Exposure to TB and vision problems affect more than one-third of homeless persons in Los Angeles County

More than 3 million Americans are homeless. Health problems that typically affect this group are vision problems; tuberculosis (TB); hypertension; skin disorders ranging from impetigo and eczema to scabies and head lice; peripheral vascular disease of the foot and ankle evidenced by conditions such as edema and leg ulcers; and foot problems ranging from painful calluses or corns to severe athlete's foot. But little is known about the prevalence of these conditions among the homeless, who because they have no residence, are difficult to survey. And their poor access to health care facilities prevents researchers from studying their medical records.

However, an innovative study of homeless persons in Los Angeles County found that all of these conditions are prevalent among the homeless there and that more than one-third of this group had vision problems or had been exposed to TB. The study was conducted by researchers at the University of California, Los Angeles, and RAND and was supported in part by the Agency for Health Care Policy and Research (HS06696). The researchers used laypersons to conduct a structured physical exam of 366 persons in Los Angeles County, who were enrolled in the RAND Course of Homelessness Study. The RAND study was conducted in 1990 to detect the presence of typical conditions that afflict the homeless.

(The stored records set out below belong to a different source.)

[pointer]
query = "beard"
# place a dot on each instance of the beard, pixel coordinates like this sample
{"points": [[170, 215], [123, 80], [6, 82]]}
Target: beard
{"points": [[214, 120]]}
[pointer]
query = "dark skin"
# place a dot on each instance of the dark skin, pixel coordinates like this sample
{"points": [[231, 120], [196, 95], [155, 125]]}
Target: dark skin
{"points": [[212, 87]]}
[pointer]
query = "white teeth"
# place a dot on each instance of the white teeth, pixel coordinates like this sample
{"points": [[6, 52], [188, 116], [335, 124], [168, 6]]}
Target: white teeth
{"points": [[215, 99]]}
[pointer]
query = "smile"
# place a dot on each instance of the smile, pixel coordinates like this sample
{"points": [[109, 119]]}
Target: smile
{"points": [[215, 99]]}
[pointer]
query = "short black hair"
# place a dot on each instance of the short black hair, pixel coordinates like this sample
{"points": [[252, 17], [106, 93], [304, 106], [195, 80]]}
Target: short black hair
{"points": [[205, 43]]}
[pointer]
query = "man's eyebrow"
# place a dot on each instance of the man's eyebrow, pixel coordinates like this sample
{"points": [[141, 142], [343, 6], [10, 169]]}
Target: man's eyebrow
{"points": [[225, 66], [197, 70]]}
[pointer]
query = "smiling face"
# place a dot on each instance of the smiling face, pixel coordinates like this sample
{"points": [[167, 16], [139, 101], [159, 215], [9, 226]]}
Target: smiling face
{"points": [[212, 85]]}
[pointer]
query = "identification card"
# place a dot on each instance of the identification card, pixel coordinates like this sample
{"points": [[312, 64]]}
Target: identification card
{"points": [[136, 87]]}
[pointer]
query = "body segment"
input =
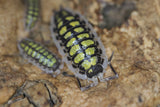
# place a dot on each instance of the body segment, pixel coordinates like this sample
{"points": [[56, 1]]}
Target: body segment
{"points": [[32, 14], [40, 56]]}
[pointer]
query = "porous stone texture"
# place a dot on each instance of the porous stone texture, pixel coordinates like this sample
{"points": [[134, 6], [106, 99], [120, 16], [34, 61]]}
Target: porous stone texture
{"points": [[136, 59]]}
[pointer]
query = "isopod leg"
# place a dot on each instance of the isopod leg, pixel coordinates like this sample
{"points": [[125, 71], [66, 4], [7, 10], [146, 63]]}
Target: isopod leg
{"points": [[115, 73]]}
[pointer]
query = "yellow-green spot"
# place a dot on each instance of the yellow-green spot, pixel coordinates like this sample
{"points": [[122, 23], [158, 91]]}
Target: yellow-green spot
{"points": [[60, 24], [29, 16], [30, 12], [90, 71], [87, 63], [90, 51], [79, 58], [38, 56], [34, 18], [52, 62], [63, 30], [42, 50], [93, 60], [37, 8], [29, 51], [74, 23], [67, 35], [84, 35], [71, 42], [30, 7], [49, 56], [22, 45], [74, 49], [30, 43], [34, 53], [38, 48], [26, 48], [69, 18], [41, 59], [64, 13], [45, 61], [87, 43], [36, 13], [35, 45], [45, 53], [79, 29]]}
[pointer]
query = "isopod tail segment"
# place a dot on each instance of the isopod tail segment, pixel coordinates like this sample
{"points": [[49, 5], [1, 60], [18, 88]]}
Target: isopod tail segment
{"points": [[100, 77]]}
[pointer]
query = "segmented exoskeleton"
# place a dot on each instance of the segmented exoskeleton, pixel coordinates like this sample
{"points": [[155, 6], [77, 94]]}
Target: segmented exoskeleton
{"points": [[38, 55], [32, 14], [81, 48]]}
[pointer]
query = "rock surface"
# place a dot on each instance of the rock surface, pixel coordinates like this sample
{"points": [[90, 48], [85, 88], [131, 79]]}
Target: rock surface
{"points": [[136, 46]]}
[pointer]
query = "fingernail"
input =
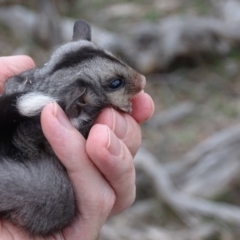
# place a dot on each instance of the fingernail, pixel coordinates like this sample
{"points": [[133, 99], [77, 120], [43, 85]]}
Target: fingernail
{"points": [[120, 126], [61, 116], [114, 145]]}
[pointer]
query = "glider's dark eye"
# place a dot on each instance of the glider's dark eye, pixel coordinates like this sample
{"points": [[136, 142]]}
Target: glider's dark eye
{"points": [[116, 84]]}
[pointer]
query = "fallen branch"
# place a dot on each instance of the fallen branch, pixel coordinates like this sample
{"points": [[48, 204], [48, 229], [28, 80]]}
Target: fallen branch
{"points": [[181, 203]]}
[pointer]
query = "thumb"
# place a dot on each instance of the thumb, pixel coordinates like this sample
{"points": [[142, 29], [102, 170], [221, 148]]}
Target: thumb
{"points": [[13, 65]]}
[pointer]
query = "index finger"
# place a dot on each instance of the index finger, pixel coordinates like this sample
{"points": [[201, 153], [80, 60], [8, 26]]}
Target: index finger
{"points": [[13, 65], [142, 107]]}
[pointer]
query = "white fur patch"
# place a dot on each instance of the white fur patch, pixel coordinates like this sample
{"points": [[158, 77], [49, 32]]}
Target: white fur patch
{"points": [[32, 104]]}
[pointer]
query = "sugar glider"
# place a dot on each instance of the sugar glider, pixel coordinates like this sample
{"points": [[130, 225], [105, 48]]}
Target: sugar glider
{"points": [[35, 191]]}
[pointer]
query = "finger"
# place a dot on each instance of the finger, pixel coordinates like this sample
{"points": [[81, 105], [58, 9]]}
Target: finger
{"points": [[115, 163], [69, 146], [143, 107], [124, 126], [14, 65], [94, 196]]}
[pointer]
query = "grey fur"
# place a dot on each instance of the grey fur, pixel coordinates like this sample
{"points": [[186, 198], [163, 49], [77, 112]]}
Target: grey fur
{"points": [[35, 192]]}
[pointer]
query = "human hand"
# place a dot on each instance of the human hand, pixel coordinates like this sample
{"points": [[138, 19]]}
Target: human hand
{"points": [[100, 168]]}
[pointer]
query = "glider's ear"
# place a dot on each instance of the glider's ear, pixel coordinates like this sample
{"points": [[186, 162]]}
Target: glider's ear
{"points": [[81, 31], [76, 102]]}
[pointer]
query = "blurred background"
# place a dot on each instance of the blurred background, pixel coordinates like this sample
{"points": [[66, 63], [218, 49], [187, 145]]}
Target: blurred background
{"points": [[188, 184]]}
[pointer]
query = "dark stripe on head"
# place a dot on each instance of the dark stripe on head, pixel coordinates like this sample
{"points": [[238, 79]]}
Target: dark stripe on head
{"points": [[84, 54]]}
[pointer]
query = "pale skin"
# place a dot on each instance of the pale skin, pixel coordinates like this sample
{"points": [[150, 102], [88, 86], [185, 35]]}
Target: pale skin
{"points": [[103, 180]]}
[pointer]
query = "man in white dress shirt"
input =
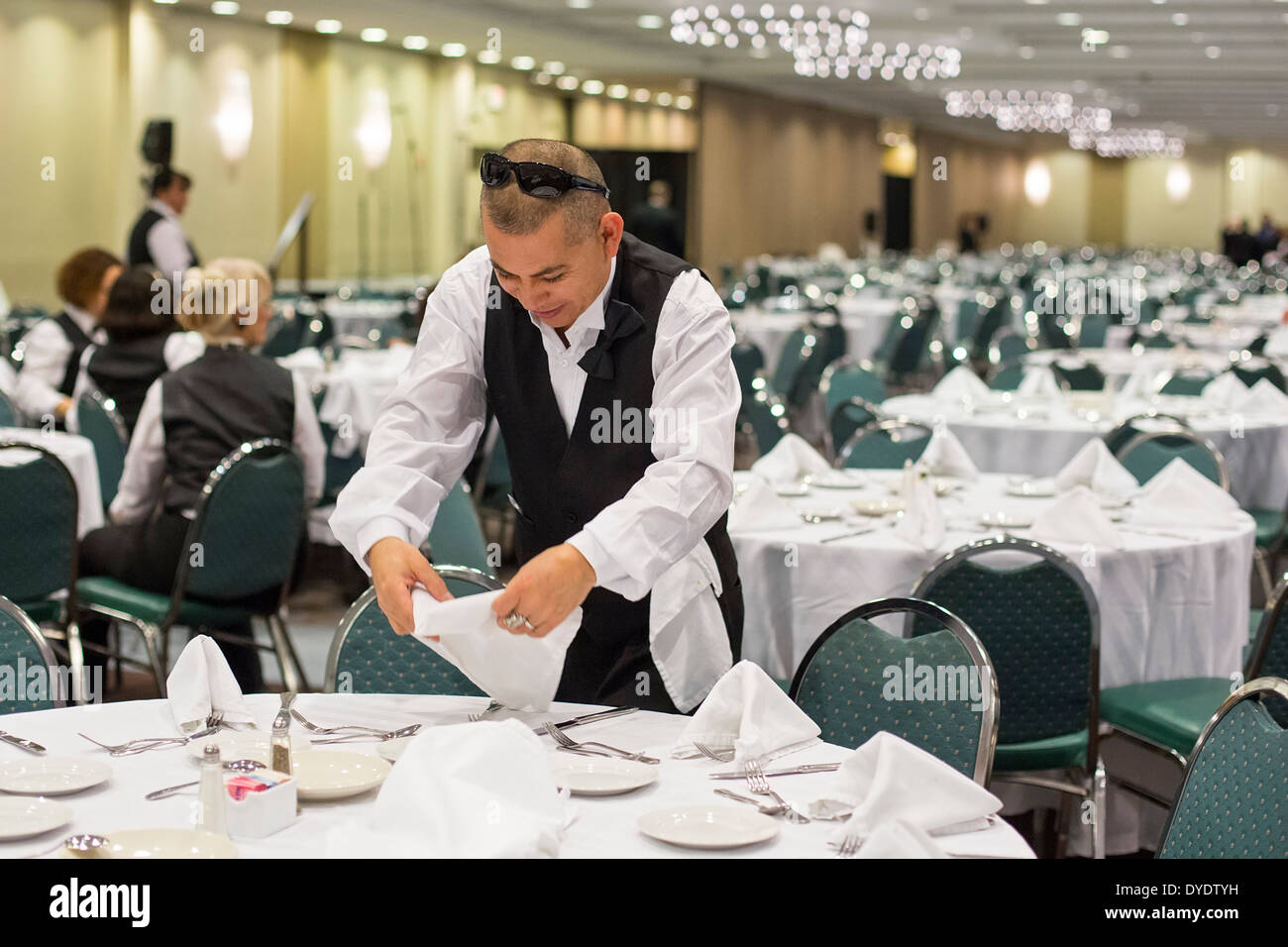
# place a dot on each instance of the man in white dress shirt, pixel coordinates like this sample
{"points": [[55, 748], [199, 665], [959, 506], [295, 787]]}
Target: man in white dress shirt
{"points": [[606, 365]]}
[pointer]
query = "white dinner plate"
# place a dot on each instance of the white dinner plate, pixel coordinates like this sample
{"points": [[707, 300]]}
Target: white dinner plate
{"points": [[601, 777], [707, 826], [22, 818], [56, 776], [160, 843], [336, 774]]}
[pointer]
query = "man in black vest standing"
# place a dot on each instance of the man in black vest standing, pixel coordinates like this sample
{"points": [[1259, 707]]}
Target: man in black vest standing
{"points": [[605, 363], [158, 239]]}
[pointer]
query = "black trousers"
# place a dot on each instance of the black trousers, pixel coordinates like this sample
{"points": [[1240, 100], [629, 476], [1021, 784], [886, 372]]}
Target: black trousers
{"points": [[147, 556]]}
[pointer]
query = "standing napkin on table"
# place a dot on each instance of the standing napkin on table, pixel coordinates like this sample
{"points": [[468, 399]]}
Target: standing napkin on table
{"points": [[201, 684], [1179, 496], [1076, 518], [520, 672], [477, 789], [1096, 468], [747, 712], [889, 780], [790, 460]]}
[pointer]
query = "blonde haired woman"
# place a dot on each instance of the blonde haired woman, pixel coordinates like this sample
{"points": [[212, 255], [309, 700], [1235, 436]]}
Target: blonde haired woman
{"points": [[189, 420]]}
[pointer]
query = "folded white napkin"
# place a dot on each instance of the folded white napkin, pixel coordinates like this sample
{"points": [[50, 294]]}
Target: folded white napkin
{"points": [[1096, 468], [477, 789], [1263, 398], [945, 457], [760, 508], [202, 682], [1179, 496], [921, 522], [888, 779], [961, 384], [790, 459], [1038, 381], [1076, 518], [747, 712], [520, 672]]}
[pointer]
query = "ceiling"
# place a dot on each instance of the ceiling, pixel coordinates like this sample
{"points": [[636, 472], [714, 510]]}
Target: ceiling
{"points": [[1220, 72]]}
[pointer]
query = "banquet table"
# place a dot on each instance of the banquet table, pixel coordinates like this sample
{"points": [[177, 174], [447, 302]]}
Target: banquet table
{"points": [[603, 827], [1020, 434], [77, 454]]}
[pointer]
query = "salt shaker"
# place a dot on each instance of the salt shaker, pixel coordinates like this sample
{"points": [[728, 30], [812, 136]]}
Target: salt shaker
{"points": [[213, 815]]}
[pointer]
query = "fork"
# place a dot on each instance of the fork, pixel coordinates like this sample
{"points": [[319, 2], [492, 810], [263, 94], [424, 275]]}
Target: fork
{"points": [[566, 741]]}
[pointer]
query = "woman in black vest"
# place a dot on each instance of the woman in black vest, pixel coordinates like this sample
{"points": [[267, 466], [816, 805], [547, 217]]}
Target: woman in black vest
{"points": [[142, 344], [189, 420]]}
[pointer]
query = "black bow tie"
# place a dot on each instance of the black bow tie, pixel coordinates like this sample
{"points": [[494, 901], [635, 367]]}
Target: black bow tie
{"points": [[619, 321]]}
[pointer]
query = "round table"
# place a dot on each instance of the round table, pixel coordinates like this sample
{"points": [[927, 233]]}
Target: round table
{"points": [[1010, 433], [604, 827], [77, 454]]}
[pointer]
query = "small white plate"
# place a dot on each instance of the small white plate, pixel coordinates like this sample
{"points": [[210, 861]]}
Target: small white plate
{"points": [[707, 826], [56, 776], [160, 843], [335, 774], [601, 777], [22, 818]]}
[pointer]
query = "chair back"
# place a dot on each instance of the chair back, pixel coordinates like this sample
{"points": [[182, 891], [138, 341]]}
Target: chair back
{"points": [[1231, 804], [1041, 625], [857, 680], [1150, 451], [39, 510], [368, 656], [885, 445], [24, 647], [98, 419]]}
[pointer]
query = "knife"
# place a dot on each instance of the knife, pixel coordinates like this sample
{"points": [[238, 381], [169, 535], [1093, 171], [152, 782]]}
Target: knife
{"points": [[18, 741], [588, 718]]}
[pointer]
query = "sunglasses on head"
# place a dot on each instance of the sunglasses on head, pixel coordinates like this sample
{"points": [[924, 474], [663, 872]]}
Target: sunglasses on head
{"points": [[533, 176]]}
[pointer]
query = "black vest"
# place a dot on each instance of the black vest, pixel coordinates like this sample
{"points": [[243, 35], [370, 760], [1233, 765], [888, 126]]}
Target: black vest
{"points": [[137, 253], [211, 406], [125, 369], [561, 480]]}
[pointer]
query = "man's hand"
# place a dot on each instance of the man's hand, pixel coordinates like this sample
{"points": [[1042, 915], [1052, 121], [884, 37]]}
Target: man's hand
{"points": [[546, 590], [395, 567]]}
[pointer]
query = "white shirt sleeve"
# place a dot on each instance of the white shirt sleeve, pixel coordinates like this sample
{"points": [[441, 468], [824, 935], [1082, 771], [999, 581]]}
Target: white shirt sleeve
{"points": [[428, 428], [43, 365], [696, 399], [145, 464], [308, 441]]}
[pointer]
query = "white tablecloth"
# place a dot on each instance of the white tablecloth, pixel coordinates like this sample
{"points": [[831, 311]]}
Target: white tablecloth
{"points": [[1042, 441], [77, 454], [605, 827]]}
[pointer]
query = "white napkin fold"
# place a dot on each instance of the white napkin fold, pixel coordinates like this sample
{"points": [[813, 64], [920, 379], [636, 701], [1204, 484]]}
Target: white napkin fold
{"points": [[1179, 496], [202, 682], [518, 671], [760, 508], [888, 780], [1076, 518], [945, 457], [477, 789], [961, 384], [790, 459], [747, 712], [1096, 468]]}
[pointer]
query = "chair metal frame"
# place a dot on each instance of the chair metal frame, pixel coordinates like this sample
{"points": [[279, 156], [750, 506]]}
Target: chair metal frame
{"points": [[1094, 787], [890, 425], [1252, 688], [463, 574], [960, 630], [38, 638], [155, 635]]}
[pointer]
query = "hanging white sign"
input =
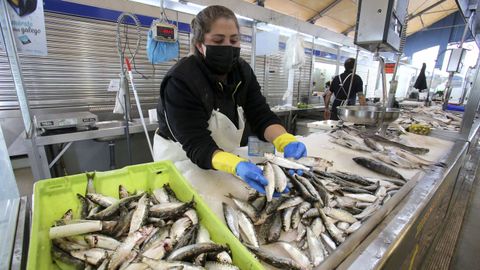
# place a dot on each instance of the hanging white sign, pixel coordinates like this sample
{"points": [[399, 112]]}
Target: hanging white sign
{"points": [[28, 25]]}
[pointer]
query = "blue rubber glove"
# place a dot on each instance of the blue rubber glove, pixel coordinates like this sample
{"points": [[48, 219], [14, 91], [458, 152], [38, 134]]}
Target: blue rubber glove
{"points": [[295, 150], [252, 174]]}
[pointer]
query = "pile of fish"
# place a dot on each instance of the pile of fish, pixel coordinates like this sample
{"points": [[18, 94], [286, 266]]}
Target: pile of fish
{"points": [[383, 151], [432, 116], [137, 231], [309, 222]]}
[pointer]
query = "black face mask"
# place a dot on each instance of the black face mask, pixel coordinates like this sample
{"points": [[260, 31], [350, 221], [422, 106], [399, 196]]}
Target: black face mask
{"points": [[221, 59]]}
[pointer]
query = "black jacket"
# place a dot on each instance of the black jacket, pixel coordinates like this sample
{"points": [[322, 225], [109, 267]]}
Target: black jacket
{"points": [[188, 94], [357, 86]]}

The lay examiners were trained to assess blood pressure, visual acuity, and skin problems and to test for TB before they conducted exams in the field office, outdoor areas, or homeless shelters. Their clinical findings and measurements were operationalized as a Physical Exam Grid (PEG) for field assessment of these conditions. The researchers conclude that laypersons can collect reliable and valid physical exam data on disadvantaged populations using the PEG, and that the PEG is a reliable instrument for assessing and monitoring the health of homeless persons.

Details are in "Homing in on the homeless: Assessing the physical health of homeless adults in Los Angeles County using an original method to obtain physical examination data in a survey," by Lawrence C. Kleinman, M.D., M.P.H., Howard Freeman, Ph.D., (deceased), Judy Perlman, M.A., and Lillian Gelberg, M.D., M.S.P.H., in the December 1996 Health Services Research 31(5), pp. 533-549.